The document filed late yesterday goes through the record industry's latest legal brief with a fine-toothed comb, pointing out what Napster attorneys say are numerous legal errors.

At the core of Napster's final argument is the contention that the big record labels are frightened of the company's power and are trying to take over the technology before it can hurt them.

"This case is about whether plaintiffs can use their control over music copyrights to achieve control over Napster's decentralized technology and prevent it from transforming the Internet in ways that might undermine their present chokehold on music promotion and distribution," the brief says.

Most of the legal ground traveled by both sides during the past few weeks has been familiar. The two sides are facing off in the 9th U.S. Circuit Court of Appeals in San Francisco, where Napster is seeking to overturn a lower-court decision that threatens to shut down the company.

The Recording Industry Association of America (RIAA) submitted a brief late last week, largely supporting a district court's July decision. In that ruling, U.S. District Judge Marilyn Hall Patel accepted little of Napster's legal reasoning and ordered the company to block any major-label songs from being traded using its service.

"The fact is, the law is on our side," RIAA chief executive Hilary Rosen said last week. "We are not suing a technology. We are suing a company that is stealing work that does not belong to them."

Much of the real legal show during the past few weeks has come from outside organizations, which have filed a growing stack of "friend of the court" briefs on both sides of the case.

Late last week, the Justice Department and the U.S. Copyright Office joined forces to denounce a key part of Napster's legal defense, in which the company contends that copyright law protects consumers' ability to download and share songs online for free.

That argument would allow Napster aficionados to "engage in digital copying and public distribution of copyrighted works on a scale beggaring anything Congress could have imagined when it enacted the (Digital Millennium Copyright) Act," the agencies wrote in their brief.

Several weeks earlier, several powerful technology trade associations filed their own "friend of the court" briefs criticizing individual pieces of Patel's ruling, saying the decision could set precedents that hinder the spread of new technologies. But they stopped short of explicitly supporting Napster's position.

In its brief yesterday, Napster again outlined what it says is copyright law that protects free downloading of songs online. The RIAA's interpretation of this law would "create results so absurd that no Congress should be assumed to have intended them," the brief said.

The company again took shelter under earlier legal decisions that protected the right of the Sony Betamax VCR to exist even though it had the ability to duplicate copyrighted movies. That decision allows the use of new technologies if they have the capability of a substantial use that does not involve infringing copyrights, the lawyers said.

In her original decision, Patel said that Napster should remove major-label content that is clearly copyrighted, but it could keep any other services it maintained, such as chat rooms or its new artist program. Napster attorneys, however, say that the two functions can't be separated.

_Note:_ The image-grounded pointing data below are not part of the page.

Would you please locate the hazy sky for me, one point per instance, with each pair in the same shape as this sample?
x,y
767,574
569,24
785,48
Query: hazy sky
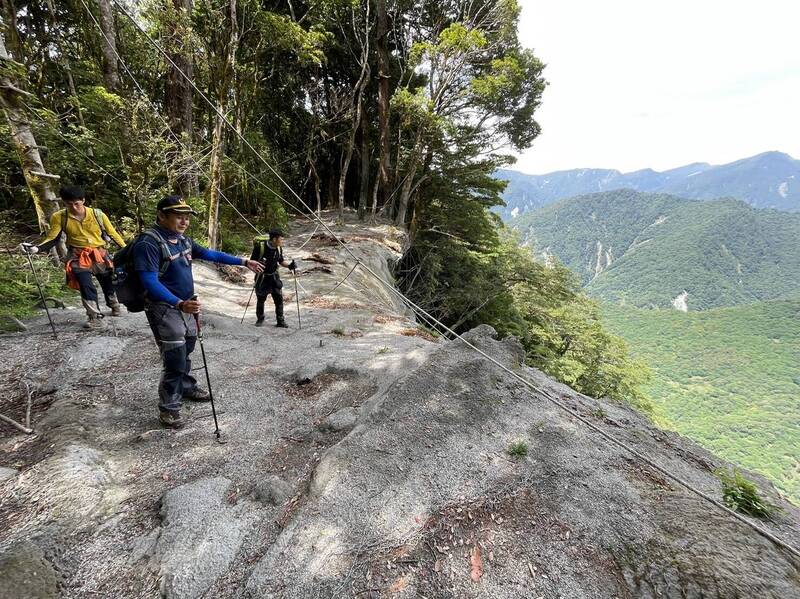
x,y
646,83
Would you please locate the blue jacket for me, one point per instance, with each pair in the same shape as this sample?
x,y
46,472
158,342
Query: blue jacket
x,y
176,283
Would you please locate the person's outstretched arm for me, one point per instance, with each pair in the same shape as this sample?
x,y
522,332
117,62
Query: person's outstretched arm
x,y
112,232
202,253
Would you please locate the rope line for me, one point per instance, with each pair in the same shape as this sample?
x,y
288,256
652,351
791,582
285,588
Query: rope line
x,y
158,114
390,287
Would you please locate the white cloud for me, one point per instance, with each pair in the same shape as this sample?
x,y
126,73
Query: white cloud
x,y
638,83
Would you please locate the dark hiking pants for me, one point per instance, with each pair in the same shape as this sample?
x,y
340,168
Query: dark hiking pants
x,y
269,285
176,335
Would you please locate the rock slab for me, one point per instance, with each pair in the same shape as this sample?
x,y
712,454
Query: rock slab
x,y
200,537
25,573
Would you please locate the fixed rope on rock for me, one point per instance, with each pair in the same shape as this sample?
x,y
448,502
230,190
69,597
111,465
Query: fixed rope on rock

The industry's real intentions have been exposed by the major labels' refusals to settle the case, Court: Shut down Napster the company's attorneys add.

"The recording industry is attempting in this case to try to maintain control over music distribution," Napster attorney David Boies said in a statement. "By repeatedly refusing Napster's offers of a reasonable license and opposing a compulsory license, they have demonstrated that they are not seeking to be appropriately compensated, but rather to kill or control a technology they view as competition."

The two sides are scheduled to meet in court the first week of October.